Coagulase-negative staphylococci (CNS; n = 417) were isolated from bovine milk and identified by matrix-assisted laser desorption/ionization time-offlight mass spectrometry. Nineteen different species were identified, and Staphylococcus xylosus, Staphylococcus chromogenes, Staphylococcus haemolyticus, and Staphylococcus sciuri were the most prevalent species. Resistance to oxacillin (47.0% of the isolates), fusidic acid (33.8%), tiamulin (31.9%), penicillin (23.3%), tetracycline (15.8%), streptomycin (9.6%), erythromycin (7.0%), sulfonamides (5%), trimethoprim (4.3%), clindamycin (3.4%), kanamycin (2.4%), and gentamicin (2.4%) was detected. Resistance to oxacillin was attributed to the mecA gene in 9.7% of the oxacillin-resistant isolates. The remaining oxacillin-resistant CNS did not contain the mecC gene or mecA1 promoter mutations. The mecA gene was detected in Staphylococcus fleurettii, Staphylococcus epidermidis, Staph. haemolyticus, and Staph. xylosus. Resistance to tetracycline was attributed to the presence of tet(K) and tet(L), penicillin resistance to blaZ, streptomycin resistance to str and ant(6)-Ia, and erythromycin resistance to erm(C), erm(B), and msr. Resistance to tiamulin and fusidic acid could not be attributed to an acquired resistance gene. In total, 15.1% of the CNS isolates were multidrug resistant (i.e., resistant to 2 or more antimicrobials). The remaining CNS isolates were susceptible to antimicrobials commonly used in mastitis treatment. Methicillin-resistant CNS isolates were diverse, as determined by mecA gene sequence analysis, staphylococcal cassette chromosome mec typing, and pulsed-field gel electrophoresis.

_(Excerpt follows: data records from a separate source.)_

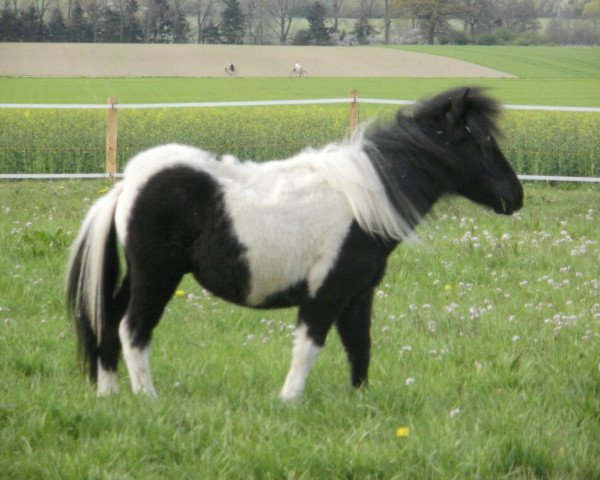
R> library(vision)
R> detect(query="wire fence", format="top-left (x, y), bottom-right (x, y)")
top-left (0, 96), bottom-right (600, 183)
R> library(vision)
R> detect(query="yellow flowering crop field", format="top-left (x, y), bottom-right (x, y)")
top-left (0, 105), bottom-right (600, 176)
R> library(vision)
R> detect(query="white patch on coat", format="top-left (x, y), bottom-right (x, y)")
top-left (98, 360), bottom-right (119, 396)
top-left (279, 324), bottom-right (323, 402)
top-left (115, 136), bottom-right (410, 306)
top-left (119, 317), bottom-right (158, 398)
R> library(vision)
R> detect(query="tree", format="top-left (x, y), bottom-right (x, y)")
top-left (352, 16), bottom-right (377, 45)
top-left (68, 0), bottom-right (92, 42)
top-left (48, 7), bottom-right (69, 42)
top-left (246, 0), bottom-right (269, 45)
top-left (498, 0), bottom-right (540, 32)
top-left (193, 0), bottom-right (214, 43)
top-left (331, 0), bottom-right (342, 32)
top-left (173, 0), bottom-right (192, 43)
top-left (220, 0), bottom-right (244, 44)
top-left (395, 0), bottom-right (463, 44)
top-left (306, 0), bottom-right (331, 45)
top-left (462, 0), bottom-right (497, 43)
top-left (18, 5), bottom-right (46, 42)
top-left (583, 0), bottom-right (600, 28)
top-left (81, 0), bottom-right (107, 43)
top-left (0, 0), bottom-right (21, 42)
top-left (142, 0), bottom-right (173, 43)
top-left (271, 0), bottom-right (297, 45)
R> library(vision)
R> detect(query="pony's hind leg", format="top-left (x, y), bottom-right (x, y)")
top-left (98, 276), bottom-right (129, 396)
top-left (119, 272), bottom-right (182, 398)
top-left (336, 290), bottom-right (373, 387)
top-left (279, 296), bottom-right (341, 401)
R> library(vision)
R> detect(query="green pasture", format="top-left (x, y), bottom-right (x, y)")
top-left (0, 181), bottom-right (600, 480)
top-left (0, 46), bottom-right (600, 107)
top-left (0, 47), bottom-right (600, 480)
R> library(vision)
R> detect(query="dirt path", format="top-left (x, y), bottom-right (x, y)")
top-left (0, 43), bottom-right (512, 78)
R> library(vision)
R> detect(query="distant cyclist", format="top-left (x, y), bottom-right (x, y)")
top-left (292, 62), bottom-right (306, 77)
top-left (225, 62), bottom-right (237, 77)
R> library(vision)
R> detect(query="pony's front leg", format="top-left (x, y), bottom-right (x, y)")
top-left (119, 316), bottom-right (158, 398)
top-left (336, 290), bottom-right (373, 388)
top-left (279, 300), bottom-right (341, 402)
top-left (279, 322), bottom-right (323, 402)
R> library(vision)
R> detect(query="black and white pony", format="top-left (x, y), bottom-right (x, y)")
top-left (67, 88), bottom-right (523, 400)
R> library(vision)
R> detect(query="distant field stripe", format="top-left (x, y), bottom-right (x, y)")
top-left (0, 97), bottom-right (600, 113)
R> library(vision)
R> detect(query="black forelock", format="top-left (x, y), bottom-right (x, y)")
top-left (413, 87), bottom-right (502, 136)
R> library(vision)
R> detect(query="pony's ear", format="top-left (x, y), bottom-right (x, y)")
top-left (446, 87), bottom-right (471, 132)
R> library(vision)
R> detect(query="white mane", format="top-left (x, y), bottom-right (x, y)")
top-left (313, 135), bottom-right (417, 240)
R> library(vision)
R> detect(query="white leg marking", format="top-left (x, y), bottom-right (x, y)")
top-left (119, 317), bottom-right (158, 398)
top-left (98, 360), bottom-right (119, 397)
top-left (279, 324), bottom-right (322, 402)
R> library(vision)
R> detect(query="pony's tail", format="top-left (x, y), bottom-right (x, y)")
top-left (66, 184), bottom-right (123, 383)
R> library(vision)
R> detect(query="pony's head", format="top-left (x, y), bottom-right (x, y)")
top-left (413, 88), bottom-right (523, 215)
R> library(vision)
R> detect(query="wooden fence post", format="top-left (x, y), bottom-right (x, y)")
top-left (105, 97), bottom-right (118, 179)
top-left (350, 90), bottom-right (359, 135)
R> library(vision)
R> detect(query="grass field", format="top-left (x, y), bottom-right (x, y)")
top-left (0, 46), bottom-right (600, 107)
top-left (0, 47), bottom-right (600, 480)
top-left (0, 181), bottom-right (600, 480)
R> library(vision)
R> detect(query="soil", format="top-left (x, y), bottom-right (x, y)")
top-left (0, 43), bottom-right (512, 78)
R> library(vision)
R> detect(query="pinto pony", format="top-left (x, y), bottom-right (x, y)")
top-left (67, 88), bottom-right (523, 400)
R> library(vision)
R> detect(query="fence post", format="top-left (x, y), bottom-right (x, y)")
top-left (350, 90), bottom-right (358, 135)
top-left (105, 97), bottom-right (118, 179)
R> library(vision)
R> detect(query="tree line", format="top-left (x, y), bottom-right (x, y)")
top-left (0, 0), bottom-right (600, 45)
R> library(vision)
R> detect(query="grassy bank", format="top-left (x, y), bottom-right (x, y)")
top-left (0, 181), bottom-right (600, 479)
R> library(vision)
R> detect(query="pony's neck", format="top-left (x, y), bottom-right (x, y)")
top-left (367, 125), bottom-right (453, 227)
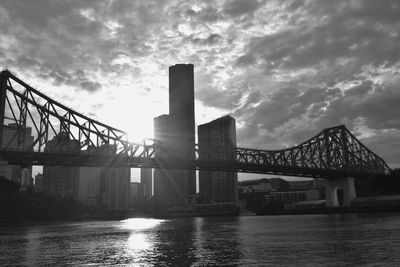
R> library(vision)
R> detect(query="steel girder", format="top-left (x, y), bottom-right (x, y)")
top-left (0, 70), bottom-right (390, 179)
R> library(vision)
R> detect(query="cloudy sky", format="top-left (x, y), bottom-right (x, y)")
top-left (0, 0), bottom-right (400, 178)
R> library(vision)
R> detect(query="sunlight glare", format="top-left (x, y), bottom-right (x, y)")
top-left (121, 218), bottom-right (165, 230)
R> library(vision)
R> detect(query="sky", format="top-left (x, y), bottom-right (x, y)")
top-left (0, 0), bottom-right (400, 182)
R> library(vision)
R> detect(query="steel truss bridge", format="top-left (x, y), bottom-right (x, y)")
top-left (0, 70), bottom-right (390, 179)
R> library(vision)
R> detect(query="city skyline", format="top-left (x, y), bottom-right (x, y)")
top-left (0, 1), bottom-right (400, 176)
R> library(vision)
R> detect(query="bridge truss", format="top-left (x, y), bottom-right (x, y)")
top-left (0, 70), bottom-right (390, 179)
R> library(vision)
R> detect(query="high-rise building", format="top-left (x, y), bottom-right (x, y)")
top-left (79, 145), bottom-right (130, 210)
top-left (154, 115), bottom-right (188, 206)
top-left (0, 123), bottom-right (34, 186)
top-left (34, 173), bottom-right (44, 192)
top-left (198, 116), bottom-right (239, 203)
top-left (43, 132), bottom-right (80, 200)
top-left (169, 64), bottom-right (196, 197)
top-left (154, 64), bottom-right (196, 206)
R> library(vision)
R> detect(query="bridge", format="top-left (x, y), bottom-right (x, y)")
top-left (0, 70), bottom-right (390, 207)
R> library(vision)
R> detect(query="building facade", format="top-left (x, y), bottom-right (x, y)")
top-left (198, 116), bottom-right (239, 203)
top-left (43, 132), bottom-right (80, 200)
top-left (239, 178), bottom-right (273, 194)
top-left (140, 168), bottom-right (153, 203)
top-left (154, 64), bottom-right (196, 206)
top-left (79, 145), bottom-right (130, 210)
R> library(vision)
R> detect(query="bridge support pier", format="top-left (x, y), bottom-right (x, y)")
top-left (325, 178), bottom-right (356, 208)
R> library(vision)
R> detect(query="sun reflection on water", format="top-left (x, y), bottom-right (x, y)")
top-left (121, 218), bottom-right (165, 263)
top-left (121, 218), bottom-right (165, 230)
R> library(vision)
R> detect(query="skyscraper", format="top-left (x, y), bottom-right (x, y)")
top-left (43, 132), bottom-right (80, 200)
top-left (154, 64), bottom-right (196, 206)
top-left (79, 145), bottom-right (130, 210)
top-left (140, 168), bottom-right (153, 202)
top-left (198, 116), bottom-right (239, 203)
top-left (169, 64), bottom-right (196, 196)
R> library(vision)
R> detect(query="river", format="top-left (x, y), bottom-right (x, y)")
top-left (0, 213), bottom-right (400, 266)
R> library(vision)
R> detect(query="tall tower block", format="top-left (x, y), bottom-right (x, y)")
top-left (169, 64), bottom-right (196, 195)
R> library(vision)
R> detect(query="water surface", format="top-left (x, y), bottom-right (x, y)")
top-left (0, 213), bottom-right (400, 266)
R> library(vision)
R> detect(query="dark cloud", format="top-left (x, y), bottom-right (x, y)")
top-left (192, 33), bottom-right (223, 45)
top-left (237, 1), bottom-right (400, 75)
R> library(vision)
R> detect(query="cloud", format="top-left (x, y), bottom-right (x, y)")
top-left (223, 0), bottom-right (260, 17)
top-left (0, 0), bottom-right (400, 168)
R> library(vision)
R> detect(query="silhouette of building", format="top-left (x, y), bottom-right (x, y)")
top-left (239, 178), bottom-right (273, 194)
top-left (140, 168), bottom-right (153, 202)
top-left (154, 115), bottom-right (187, 206)
top-left (0, 123), bottom-right (34, 186)
top-left (129, 182), bottom-right (144, 208)
top-left (34, 173), bottom-right (44, 192)
top-left (198, 116), bottom-right (239, 203)
top-left (154, 64), bottom-right (196, 206)
top-left (79, 145), bottom-right (130, 210)
top-left (43, 132), bottom-right (80, 200)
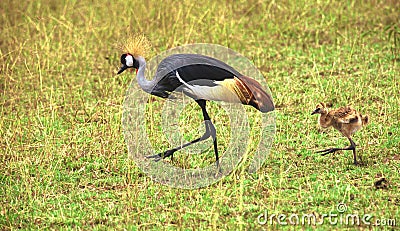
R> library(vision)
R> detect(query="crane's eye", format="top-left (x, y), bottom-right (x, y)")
top-left (125, 55), bottom-right (133, 67)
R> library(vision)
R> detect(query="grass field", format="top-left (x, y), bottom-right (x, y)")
top-left (0, 0), bottom-right (400, 230)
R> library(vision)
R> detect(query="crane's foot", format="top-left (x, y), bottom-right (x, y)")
top-left (317, 148), bottom-right (341, 156)
top-left (146, 149), bottom-right (176, 162)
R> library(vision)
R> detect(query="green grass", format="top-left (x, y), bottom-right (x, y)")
top-left (0, 0), bottom-right (400, 230)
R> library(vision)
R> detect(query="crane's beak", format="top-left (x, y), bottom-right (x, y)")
top-left (117, 64), bottom-right (128, 75)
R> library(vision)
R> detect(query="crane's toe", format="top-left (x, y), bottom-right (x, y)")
top-left (317, 148), bottom-right (338, 156)
top-left (146, 149), bottom-right (176, 162)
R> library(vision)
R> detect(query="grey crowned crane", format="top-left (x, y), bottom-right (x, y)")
top-left (118, 37), bottom-right (274, 168)
top-left (311, 103), bottom-right (368, 165)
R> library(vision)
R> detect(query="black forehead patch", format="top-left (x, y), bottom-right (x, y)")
top-left (121, 54), bottom-right (126, 64)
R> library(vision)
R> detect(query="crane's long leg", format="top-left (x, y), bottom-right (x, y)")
top-left (317, 137), bottom-right (358, 165)
top-left (146, 100), bottom-right (219, 168)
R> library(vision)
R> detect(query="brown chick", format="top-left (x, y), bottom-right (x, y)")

Arginine catabolic mobile element types 1 and 3 were detected in both methicillin-resistant and methicillin-susceptible Staph. epidermidis and were associated with sequence types ST59 and ST111. Because this study revealed the presence of multidrugresistant CNS in a heterogeneous CNS population, we recommend antibiogram analysis of CNS in persistent infections before treatment with antimicrobials.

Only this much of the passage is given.